Thursday, October 12, 2017

For 16 years, the role and importance of the nonprofit Western Mass. Food Processing Center on Wells Street in Greenfield has mushroomed.

With its new 2,800-square-foot cold-storage project, which is nearly ready, the Franklin County Community Development Corp.’s facility is helping more and more area farmers reach more and more customers by converting their fruits and vegetables into value-added products like sauces and salsas or by packaging it for use by schools and other large institutions long after the growing season ends.

That means farmers in Hampshire and Franklin counties have been able to expand beyond the traditional harvest season sale of fresh food at farm stands, farmers markets or supermarkets.

This month, the nonprofit CDC learned it can expand its catalytic role yet again with a three-year, $446,210 grant from the U.S. Department of Agriculture. The Franklin County proposal was among only 14 percent of those submitted from around the country that were funded under the USDA’s Local Food Promotion Program, which pays for “innovative projects designed to strengthen market opportunities for local and regional food producers and businesses.”
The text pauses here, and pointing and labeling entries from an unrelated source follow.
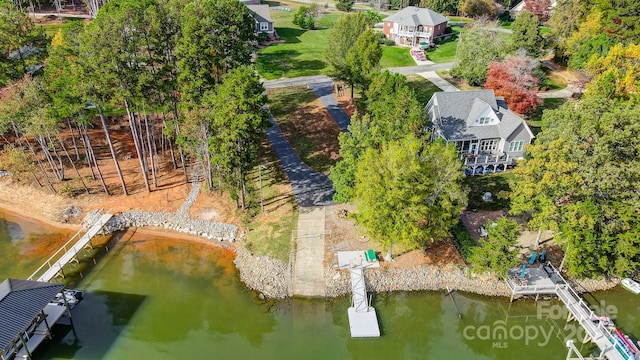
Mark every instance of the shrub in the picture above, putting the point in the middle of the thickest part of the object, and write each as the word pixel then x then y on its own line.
pixel 344 5
pixel 462 240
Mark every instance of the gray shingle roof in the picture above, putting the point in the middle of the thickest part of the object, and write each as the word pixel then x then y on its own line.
pixel 262 11
pixel 20 302
pixel 414 16
pixel 458 110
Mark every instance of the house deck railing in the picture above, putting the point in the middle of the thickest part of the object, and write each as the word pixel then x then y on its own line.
pixel 485 160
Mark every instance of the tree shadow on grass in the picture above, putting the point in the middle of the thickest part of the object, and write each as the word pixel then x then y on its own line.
pixel 291 35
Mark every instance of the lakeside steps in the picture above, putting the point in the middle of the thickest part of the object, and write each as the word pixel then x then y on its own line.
pixel 27 307
pixel 363 321
pixel 547 280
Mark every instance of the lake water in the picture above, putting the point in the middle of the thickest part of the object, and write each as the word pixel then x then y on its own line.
pixel 161 298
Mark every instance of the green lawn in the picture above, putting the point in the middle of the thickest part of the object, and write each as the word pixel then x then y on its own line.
pixel 496 184
pixel 269 233
pixel 552 81
pixel 446 51
pixel 459 19
pixel 422 87
pixel 308 145
pixel 302 52
pixel 395 56
pixel 535 120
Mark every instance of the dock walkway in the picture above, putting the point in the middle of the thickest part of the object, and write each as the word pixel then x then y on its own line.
pixel 363 321
pixel 68 251
pixel 548 281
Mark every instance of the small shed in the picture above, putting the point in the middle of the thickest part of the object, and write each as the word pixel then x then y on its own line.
pixel 24 323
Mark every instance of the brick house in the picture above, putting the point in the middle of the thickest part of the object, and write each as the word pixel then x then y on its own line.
pixel 413 25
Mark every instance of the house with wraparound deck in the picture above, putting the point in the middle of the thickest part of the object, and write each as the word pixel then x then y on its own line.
pixel 413 25
pixel 489 137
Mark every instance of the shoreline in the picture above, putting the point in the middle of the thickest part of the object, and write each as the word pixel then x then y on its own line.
pixel 272 278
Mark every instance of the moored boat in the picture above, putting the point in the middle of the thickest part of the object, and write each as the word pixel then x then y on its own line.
pixel 631 285
pixel 72 297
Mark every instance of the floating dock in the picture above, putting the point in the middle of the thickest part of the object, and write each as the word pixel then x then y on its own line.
pixel 363 321
pixel 546 280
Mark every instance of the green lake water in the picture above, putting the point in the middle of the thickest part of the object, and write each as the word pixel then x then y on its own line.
pixel 161 298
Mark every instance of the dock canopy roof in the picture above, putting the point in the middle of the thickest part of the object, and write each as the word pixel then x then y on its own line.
pixel 20 302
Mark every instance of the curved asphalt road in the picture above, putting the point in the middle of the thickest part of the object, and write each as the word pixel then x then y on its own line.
pixel 310 187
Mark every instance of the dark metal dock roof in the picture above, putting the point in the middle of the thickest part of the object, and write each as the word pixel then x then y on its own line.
pixel 20 302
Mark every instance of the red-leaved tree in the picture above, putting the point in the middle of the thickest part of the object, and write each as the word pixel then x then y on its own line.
pixel 516 81
pixel 540 8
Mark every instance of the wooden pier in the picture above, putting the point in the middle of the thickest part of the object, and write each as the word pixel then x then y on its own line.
pixel 363 321
pixel 53 266
pixel 546 280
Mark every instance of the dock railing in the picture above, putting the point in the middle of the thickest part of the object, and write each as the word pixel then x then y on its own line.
pixel 69 250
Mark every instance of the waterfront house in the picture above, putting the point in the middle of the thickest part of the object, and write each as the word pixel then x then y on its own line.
pixel 519 7
pixel 264 22
pixel 413 25
pixel 487 134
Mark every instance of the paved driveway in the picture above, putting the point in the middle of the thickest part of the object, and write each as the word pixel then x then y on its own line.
pixel 310 187
pixel 324 91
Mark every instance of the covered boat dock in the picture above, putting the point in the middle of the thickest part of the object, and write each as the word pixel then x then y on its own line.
pixel 27 315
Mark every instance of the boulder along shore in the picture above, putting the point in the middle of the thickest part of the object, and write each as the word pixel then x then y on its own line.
pixel 272 277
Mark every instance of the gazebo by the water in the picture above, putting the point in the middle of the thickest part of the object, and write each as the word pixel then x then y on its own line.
pixel 26 315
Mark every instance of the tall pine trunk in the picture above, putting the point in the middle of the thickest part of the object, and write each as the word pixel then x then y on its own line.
pixel 92 157
pixel 113 151
pixel 136 142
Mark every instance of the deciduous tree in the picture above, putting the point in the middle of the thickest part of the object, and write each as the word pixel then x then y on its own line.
pixel 441 6
pixel 217 36
pixel 479 8
pixel 238 126
pixel 409 192
pixel 364 58
pixel 478 46
pixel 564 22
pixel 580 180
pixel 616 75
pixel 392 112
pixel 497 253
pixel 515 79
pixel 526 34
pixel 540 8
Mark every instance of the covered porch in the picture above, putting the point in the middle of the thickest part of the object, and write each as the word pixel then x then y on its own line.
pixel 483 156
pixel 411 35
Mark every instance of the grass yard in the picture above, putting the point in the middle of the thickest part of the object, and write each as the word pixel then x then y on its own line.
pixel 446 51
pixel 535 120
pixel 552 81
pixel 459 19
pixel 302 52
pixel 422 87
pixel 307 126
pixel 395 56
pixel 496 184
pixel 269 232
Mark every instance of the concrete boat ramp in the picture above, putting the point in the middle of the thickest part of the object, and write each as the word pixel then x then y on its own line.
pixel 363 321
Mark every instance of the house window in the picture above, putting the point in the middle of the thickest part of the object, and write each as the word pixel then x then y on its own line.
pixel 484 120
pixel 488 145
pixel 516 145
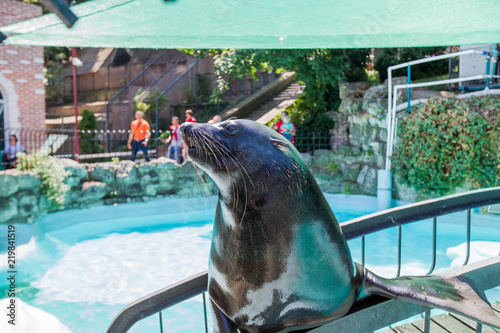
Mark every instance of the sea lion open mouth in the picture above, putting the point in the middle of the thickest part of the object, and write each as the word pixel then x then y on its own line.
pixel 278 258
pixel 201 142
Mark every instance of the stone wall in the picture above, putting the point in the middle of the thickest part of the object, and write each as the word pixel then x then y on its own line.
pixel 21 200
pixel 359 141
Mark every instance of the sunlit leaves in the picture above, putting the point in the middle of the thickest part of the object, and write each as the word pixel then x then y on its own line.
pixel 447 143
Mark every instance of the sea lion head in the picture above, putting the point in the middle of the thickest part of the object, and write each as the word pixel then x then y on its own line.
pixel 240 152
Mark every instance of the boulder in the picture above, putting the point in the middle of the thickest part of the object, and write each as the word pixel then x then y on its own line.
pixel 92 192
pixel 8 209
pixel 127 179
pixel 150 181
pixel 28 205
pixel 349 90
pixel 167 171
pixel 102 172
pixel 78 172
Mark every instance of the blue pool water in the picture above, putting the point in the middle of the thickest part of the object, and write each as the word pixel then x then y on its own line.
pixel 84 266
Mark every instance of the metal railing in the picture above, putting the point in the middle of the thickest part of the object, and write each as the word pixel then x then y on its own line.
pixel 392 92
pixel 309 141
pixel 373 312
pixel 95 145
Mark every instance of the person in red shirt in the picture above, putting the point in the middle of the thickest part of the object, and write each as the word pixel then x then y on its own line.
pixel 139 136
pixel 189 119
pixel 175 140
pixel 189 116
pixel 285 127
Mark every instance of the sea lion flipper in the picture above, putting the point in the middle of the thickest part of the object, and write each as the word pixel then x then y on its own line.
pixel 450 293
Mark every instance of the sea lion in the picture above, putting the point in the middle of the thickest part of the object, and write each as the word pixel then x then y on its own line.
pixel 278 258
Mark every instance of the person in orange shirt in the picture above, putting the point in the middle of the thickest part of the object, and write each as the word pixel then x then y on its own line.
pixel 189 116
pixel 139 136
pixel 189 119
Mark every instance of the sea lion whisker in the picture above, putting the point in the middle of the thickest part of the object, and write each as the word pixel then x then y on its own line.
pixel 198 181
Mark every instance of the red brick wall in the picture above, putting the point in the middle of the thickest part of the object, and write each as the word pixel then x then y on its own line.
pixel 21 72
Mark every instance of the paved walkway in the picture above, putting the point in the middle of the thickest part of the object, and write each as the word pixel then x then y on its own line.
pixel 267 111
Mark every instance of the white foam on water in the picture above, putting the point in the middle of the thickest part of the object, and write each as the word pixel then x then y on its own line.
pixel 121 268
pixel 479 250
pixel 29 319
pixel 22 252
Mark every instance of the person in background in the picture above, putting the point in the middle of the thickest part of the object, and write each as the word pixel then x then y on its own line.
pixel 175 141
pixel 215 119
pixel 13 147
pixel 139 136
pixel 285 127
pixel 189 116
pixel 189 119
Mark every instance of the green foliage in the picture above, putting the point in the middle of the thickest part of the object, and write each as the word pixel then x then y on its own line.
pixel 448 143
pixel 88 136
pixel 320 70
pixel 390 57
pixel 52 173
pixel 145 101
pixel 209 111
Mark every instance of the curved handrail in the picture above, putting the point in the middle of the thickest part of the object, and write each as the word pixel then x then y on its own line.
pixel 354 228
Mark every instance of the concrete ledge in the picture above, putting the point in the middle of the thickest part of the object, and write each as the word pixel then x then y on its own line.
pixel 249 104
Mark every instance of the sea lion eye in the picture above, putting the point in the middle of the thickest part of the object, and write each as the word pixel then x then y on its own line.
pixel 232 129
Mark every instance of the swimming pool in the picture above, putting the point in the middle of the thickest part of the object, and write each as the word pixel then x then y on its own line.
pixel 84 266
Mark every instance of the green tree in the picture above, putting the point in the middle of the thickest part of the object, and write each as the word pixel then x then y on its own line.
pixel 320 70
pixel 449 143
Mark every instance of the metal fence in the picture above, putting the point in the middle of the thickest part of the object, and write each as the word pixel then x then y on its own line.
pixel 104 145
pixel 308 141
pixel 94 146
pixel 376 312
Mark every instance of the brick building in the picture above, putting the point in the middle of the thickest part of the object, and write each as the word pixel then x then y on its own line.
pixel 22 93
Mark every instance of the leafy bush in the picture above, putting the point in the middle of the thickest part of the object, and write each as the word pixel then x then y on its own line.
pixel 390 57
pixel 53 175
pixel 447 143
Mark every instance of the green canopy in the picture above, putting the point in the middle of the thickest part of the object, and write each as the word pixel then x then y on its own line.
pixel 266 24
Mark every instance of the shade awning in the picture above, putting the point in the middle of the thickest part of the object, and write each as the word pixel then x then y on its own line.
pixel 264 24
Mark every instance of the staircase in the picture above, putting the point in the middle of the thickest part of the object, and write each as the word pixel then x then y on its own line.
pixel 267 111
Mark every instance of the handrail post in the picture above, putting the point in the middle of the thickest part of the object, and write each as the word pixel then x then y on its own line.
pixel 156 129
pixel 408 91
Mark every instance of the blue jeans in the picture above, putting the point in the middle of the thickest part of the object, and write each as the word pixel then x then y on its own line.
pixel 136 146
pixel 176 152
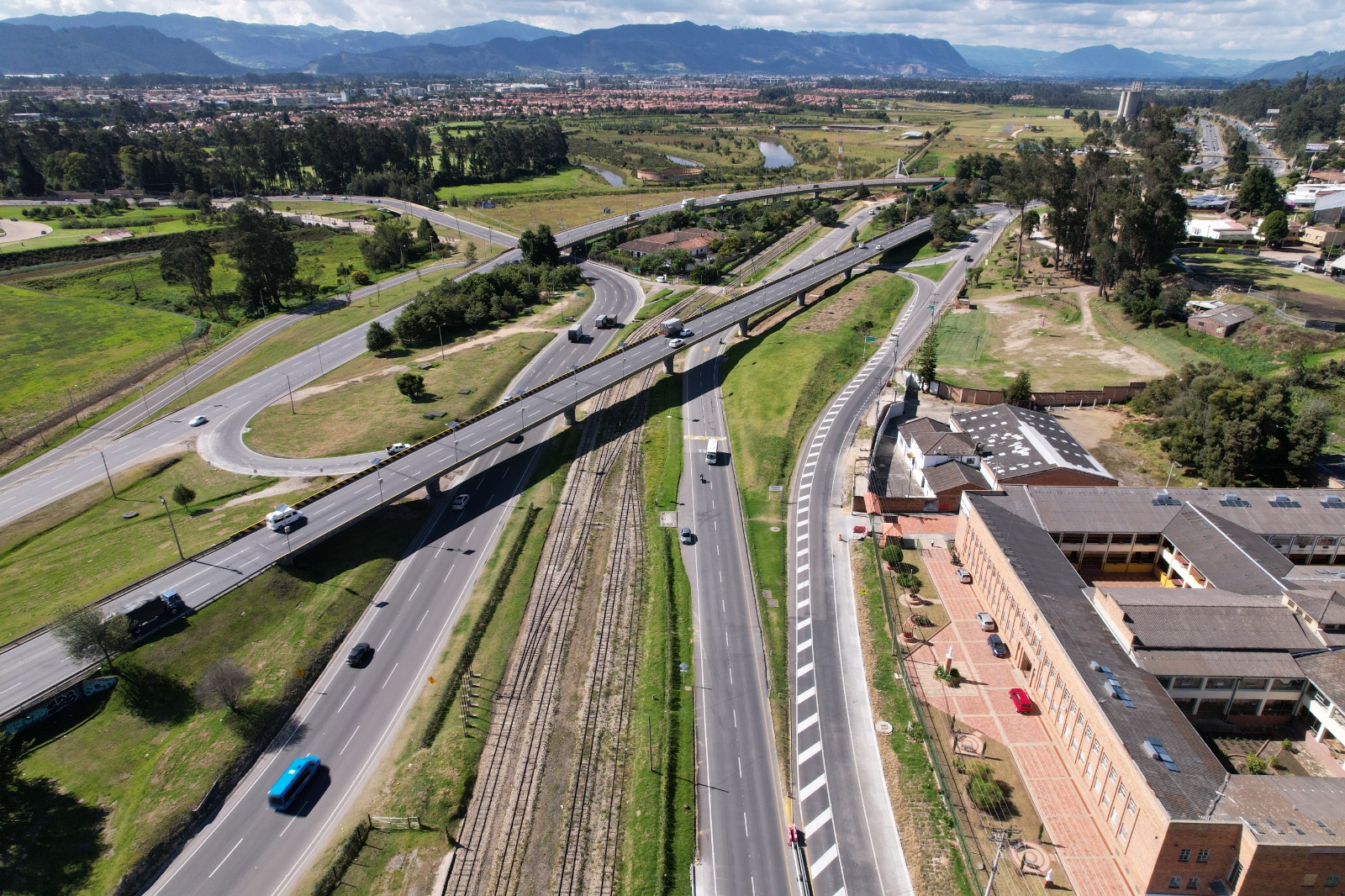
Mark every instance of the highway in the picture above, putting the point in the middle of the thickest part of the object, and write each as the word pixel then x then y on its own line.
pixel 841 797
pixel 741 815
pixel 74 466
pixel 351 714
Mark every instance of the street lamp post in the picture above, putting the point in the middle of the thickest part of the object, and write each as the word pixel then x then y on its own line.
pixel 168 513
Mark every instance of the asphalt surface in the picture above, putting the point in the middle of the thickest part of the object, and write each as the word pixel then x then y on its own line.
pixel 841 804
pixel 741 814
pixel 351 714
pixel 35 667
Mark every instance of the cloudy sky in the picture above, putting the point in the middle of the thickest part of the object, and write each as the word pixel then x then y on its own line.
pixel 1234 29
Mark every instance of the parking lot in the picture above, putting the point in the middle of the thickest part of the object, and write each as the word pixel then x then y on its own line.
pixel 979 704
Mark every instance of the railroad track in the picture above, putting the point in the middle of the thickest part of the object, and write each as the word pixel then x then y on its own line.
pixel 497 828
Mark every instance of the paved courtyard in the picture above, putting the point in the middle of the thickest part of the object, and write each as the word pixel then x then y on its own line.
pixel 981 703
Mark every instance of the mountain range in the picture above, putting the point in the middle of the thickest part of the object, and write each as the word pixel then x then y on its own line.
pixel 1102 61
pixel 141 44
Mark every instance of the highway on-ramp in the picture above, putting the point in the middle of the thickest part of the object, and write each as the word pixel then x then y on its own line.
pixel 841 798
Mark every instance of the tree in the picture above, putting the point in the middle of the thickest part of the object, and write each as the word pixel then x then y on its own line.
pixel 826 215
pixel 410 385
pixel 1274 228
pixel 225 683
pixel 188 262
pixel 1259 192
pixel 1020 390
pixel 927 360
pixel 183 495
pixel 380 338
pixel 540 248
pixel 87 636
pixel 266 259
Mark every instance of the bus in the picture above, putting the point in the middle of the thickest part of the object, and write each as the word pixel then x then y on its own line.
pixel 291 782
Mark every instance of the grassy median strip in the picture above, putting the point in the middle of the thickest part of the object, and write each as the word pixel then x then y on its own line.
pixel 363 410
pixel 775 387
pixel 81 548
pixel 659 817
pixel 118 777
pixel 436 783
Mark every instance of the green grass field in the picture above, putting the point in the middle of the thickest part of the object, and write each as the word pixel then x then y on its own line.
pixel 113 777
pixel 365 412
pixel 51 343
pixel 775 385
pixel 80 548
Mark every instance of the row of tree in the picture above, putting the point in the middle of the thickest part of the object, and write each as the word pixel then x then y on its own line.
pixel 260 156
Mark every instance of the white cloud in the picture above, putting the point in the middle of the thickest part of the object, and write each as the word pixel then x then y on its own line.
pixel 1246 29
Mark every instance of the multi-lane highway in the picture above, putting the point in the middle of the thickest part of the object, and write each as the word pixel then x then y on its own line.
pixel 351 714
pixel 841 798
pixel 741 815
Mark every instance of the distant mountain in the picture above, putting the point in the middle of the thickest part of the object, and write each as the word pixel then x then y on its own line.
pixel 108 50
pixel 669 49
pixel 1329 65
pixel 1102 61
pixel 287 47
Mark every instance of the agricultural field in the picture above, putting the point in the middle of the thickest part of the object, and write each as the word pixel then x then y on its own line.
pixel 55 342
pixel 358 408
pixel 1052 336
pixel 139 221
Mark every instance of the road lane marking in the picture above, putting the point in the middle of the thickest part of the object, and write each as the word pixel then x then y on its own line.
pixel 226 857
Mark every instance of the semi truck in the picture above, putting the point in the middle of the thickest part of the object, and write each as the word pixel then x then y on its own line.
pixel 148 614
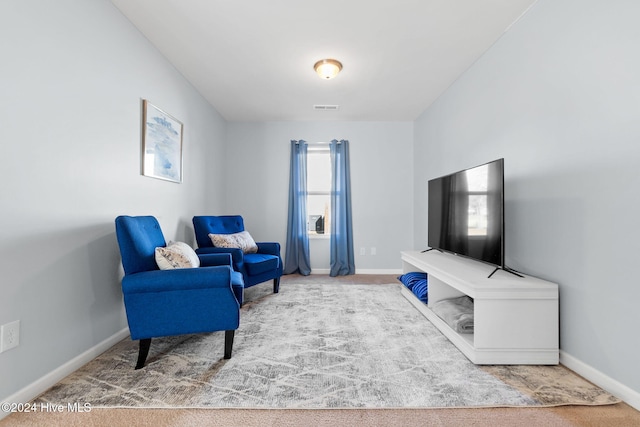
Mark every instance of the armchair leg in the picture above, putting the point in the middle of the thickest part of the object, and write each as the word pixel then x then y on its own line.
pixel 145 344
pixel 228 343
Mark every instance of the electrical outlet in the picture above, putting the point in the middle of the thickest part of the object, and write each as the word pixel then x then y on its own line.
pixel 9 336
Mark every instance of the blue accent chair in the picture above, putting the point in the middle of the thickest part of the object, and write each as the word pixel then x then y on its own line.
pixel 256 268
pixel 162 303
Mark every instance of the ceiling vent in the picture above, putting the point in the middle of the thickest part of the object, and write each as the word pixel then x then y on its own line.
pixel 326 107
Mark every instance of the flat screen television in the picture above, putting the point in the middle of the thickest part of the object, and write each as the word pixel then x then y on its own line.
pixel 466 213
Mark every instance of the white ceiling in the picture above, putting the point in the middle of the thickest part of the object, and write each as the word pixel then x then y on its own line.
pixel 253 59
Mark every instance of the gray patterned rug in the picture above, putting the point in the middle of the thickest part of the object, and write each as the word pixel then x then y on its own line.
pixel 336 345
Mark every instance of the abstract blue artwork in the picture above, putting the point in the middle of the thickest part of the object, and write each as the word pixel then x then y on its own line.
pixel 161 144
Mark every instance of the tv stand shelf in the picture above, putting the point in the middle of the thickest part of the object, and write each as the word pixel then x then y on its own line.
pixel 515 318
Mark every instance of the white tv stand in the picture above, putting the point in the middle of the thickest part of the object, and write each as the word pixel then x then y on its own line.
pixel 515 318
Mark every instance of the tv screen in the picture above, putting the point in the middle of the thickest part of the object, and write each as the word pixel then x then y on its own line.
pixel 466 213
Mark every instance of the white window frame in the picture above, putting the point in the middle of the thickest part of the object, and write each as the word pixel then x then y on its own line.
pixel 314 150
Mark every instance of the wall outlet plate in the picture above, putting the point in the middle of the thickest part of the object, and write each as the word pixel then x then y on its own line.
pixel 9 335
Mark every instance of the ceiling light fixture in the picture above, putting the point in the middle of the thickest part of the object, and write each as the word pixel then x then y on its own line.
pixel 327 68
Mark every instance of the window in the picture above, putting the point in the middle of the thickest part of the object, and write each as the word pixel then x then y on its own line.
pixel 478 184
pixel 318 190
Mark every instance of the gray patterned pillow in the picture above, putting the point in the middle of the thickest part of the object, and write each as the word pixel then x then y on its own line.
pixel 176 255
pixel 242 240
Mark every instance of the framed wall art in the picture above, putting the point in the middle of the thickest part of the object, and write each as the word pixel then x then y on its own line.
pixel 161 144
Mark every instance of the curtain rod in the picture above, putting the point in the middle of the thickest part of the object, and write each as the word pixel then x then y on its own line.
pixel 319 143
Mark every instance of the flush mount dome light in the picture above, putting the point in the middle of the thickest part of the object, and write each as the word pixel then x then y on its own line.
pixel 327 68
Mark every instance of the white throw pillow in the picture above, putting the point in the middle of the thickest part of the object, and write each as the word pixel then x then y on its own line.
pixel 176 255
pixel 242 240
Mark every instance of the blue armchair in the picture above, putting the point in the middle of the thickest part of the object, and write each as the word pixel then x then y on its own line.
pixel 256 268
pixel 173 302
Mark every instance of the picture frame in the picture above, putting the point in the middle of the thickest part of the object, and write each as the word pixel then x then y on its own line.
pixel 161 144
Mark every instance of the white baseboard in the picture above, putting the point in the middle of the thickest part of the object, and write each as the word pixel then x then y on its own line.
pixel 631 397
pixel 360 271
pixel 39 386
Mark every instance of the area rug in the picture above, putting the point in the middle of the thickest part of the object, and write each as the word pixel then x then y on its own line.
pixel 314 346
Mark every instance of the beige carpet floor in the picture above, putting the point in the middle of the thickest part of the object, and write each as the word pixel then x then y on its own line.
pixel 618 414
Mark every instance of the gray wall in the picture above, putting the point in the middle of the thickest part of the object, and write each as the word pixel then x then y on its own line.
pixel 558 98
pixel 73 75
pixel 381 177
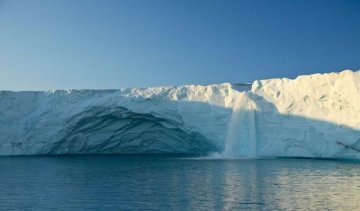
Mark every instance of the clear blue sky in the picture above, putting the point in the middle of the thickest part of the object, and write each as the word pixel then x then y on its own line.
pixel 46 44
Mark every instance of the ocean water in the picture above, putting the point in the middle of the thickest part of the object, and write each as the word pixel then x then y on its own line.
pixel 113 182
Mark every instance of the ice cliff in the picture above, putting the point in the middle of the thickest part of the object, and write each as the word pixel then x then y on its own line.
pixel 311 116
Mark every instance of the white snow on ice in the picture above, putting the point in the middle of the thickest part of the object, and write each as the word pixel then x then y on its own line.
pixel 311 116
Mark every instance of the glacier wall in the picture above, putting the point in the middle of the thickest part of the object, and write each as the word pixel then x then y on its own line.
pixel 311 116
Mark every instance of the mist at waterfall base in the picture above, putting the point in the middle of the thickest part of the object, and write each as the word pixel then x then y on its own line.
pixel 124 182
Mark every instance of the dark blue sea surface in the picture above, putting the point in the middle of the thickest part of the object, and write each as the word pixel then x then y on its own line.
pixel 114 182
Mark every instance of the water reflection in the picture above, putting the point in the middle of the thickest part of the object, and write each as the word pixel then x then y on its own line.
pixel 133 183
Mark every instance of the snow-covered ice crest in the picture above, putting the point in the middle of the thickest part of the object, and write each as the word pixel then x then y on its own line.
pixel 311 116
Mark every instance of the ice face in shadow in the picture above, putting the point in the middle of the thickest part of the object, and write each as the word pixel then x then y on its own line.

It shows again how sophisticated and successful the CDC’s food processing program has become over the years — even on a national stage.

The money will allow the center to ramp up production and marketing of local produce to schools and other institutions around the region — the key to success of the commercial kitchen.

The grant, to be shared with Community Involved in Sustaining Agriculture and the Massachusetts Farm to School Project, will help the commercial kitchen improve operational efficiencies. New equipment the money will buy will lower costs so the CDC can cut prices to schools and in doing so, expand its sales reach, according to Executive Director John Waite.

The largest upgrade will be a vibrating filler with a bag sealer and a washer-chiller dryer, all connected by conveyer belt, allowing blanched carrots, for example, to be moved into the chiller bath, shaken dry and dropped into the kitchen’s individual quick-freezing equipment. It will double the center’s capacity to 4,000 pounds of produce in an eight-hour workday.

Once all that food is packed and stored, the grant will provide $60,000 for CISA in Deerfield to help more farmers to market their harvest as frozen and canned foods for institutions.

Another $60,000 will go to Easthampton’s 13-year-old Farm to School Program to market the local produce processed at the kitchen.

Waite and others at the CDC, CISA and Farm to School should be lauded for the smart work they are doing that has achieved a measure of national recognition. Each improvement at the commercial kitchen over the years has enabled expansion of the farms that not only fuel the economic engine in rural western Mass. but also preserve the rural look and feel of our landscape, our home. So the benefits accrue to all of us, whether we grow or eat the food ourselves.